We cannot close our eyes to sin. It is not at all being merciful to ignore sin and allow another person to drift from the Lord and lose his salvation, in the name of “not judging.” How can you and I exercise this responsibility without in some way violating this prohibition not to judge?

This verse demands that we deal first with the major issues in our own lives. The force of these rhetorical questions, “Why do you?” “How can you?” are intended to shock us into realizing our own great failures, leading us to seek forgiveness and mercy as a sinner. Only when we are dealing with our own sin and failures, as a forgiven sinner to a fellow sinner, can we go with the humble desire to help correct a brother or sister whose own failure, though visible, is of no greater significance than our own.

That doesn’t mean we must be perfect or sinless before we can deal with sin in someone else’s life, but we must be willing to confront our own sin first.

We come to this final verse in the passage and find a curious statement here in the context of sin and judgment that seems totally unrelated: “Do not give dogs what is sacred; do not throw your pearls to pigs. If you do, they may trample them under their feet, and then turn and tear you to pieces.”

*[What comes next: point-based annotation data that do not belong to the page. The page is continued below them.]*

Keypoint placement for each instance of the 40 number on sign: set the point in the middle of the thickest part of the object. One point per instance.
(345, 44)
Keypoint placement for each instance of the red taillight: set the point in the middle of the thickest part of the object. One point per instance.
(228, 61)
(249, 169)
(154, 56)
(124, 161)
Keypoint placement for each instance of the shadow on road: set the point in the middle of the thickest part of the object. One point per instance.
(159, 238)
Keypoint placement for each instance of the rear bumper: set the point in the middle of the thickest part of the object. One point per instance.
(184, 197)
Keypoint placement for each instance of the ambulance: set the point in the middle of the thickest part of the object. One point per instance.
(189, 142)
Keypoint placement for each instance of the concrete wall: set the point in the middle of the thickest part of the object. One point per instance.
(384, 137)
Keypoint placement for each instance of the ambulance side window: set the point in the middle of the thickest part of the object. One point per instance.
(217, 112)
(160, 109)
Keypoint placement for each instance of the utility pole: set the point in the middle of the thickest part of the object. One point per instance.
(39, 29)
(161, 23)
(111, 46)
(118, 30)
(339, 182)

This ancient proverb has puzzled scholars through the ages.
1. Some interpret it as prohibiting taking the precious gospel message to Gentiles and pagans. But that violates the context, not only of this passage, but the very commission to take the gospel to every creature.
2. Others interpret it to mean that we should not expose the gospel to scoffers and mockers and the cynics who would only ridicule the gospel. And yet Jesus himself and each of his apostles did exactly that by preaching to hostile audiences who rejected the message.

And there are numerous other interpretations, but each possible interpretation seems to fall short in at least one important aspect: they completely ignore the context. It is as though Jesus is speaking about judging others and our relationships with others, and then he suddenly takes off in an unrelated direction.

Let me offer this interpretation – I have no scholar or commentator to attribute it to – but it appeals to the context and gives continuity to what Jesus has already said. I believe what Jesus is saying is, “don’t take your brother or sister who is holy and precious in God’s sight, and expose their faults and sins before others.”

When we gossip and slander another person we are violating the relationship we have with them as a brother or sister in Christ. Sometimes we do it to build ourselves up. Sometimes we get caught up in a cycle of gossip. Each tidbit of information is thrown in as fuel for the fire. And those who are involved ravenously devour it and tear the victim apart without mercy.

The warning Jesus offers is this: after they have trampled your brother underfoot and torn him to pieces, why do you think you won’t be their next victim? If they will gossip with you, they will gossip about you. Paul’s words in Gal. 5:15 ring true – “If you keep on biting and devouring each other, watch out or you will be destroyed by each other.”

The exhortation of Jesus is to mercy and forgiveness – a willingness to look closely at our own life in humility before going to another to criticize or correct. Only when our heart is right can we begin to be the kind of instruments of healing through which God can extend his forgiveness and correction.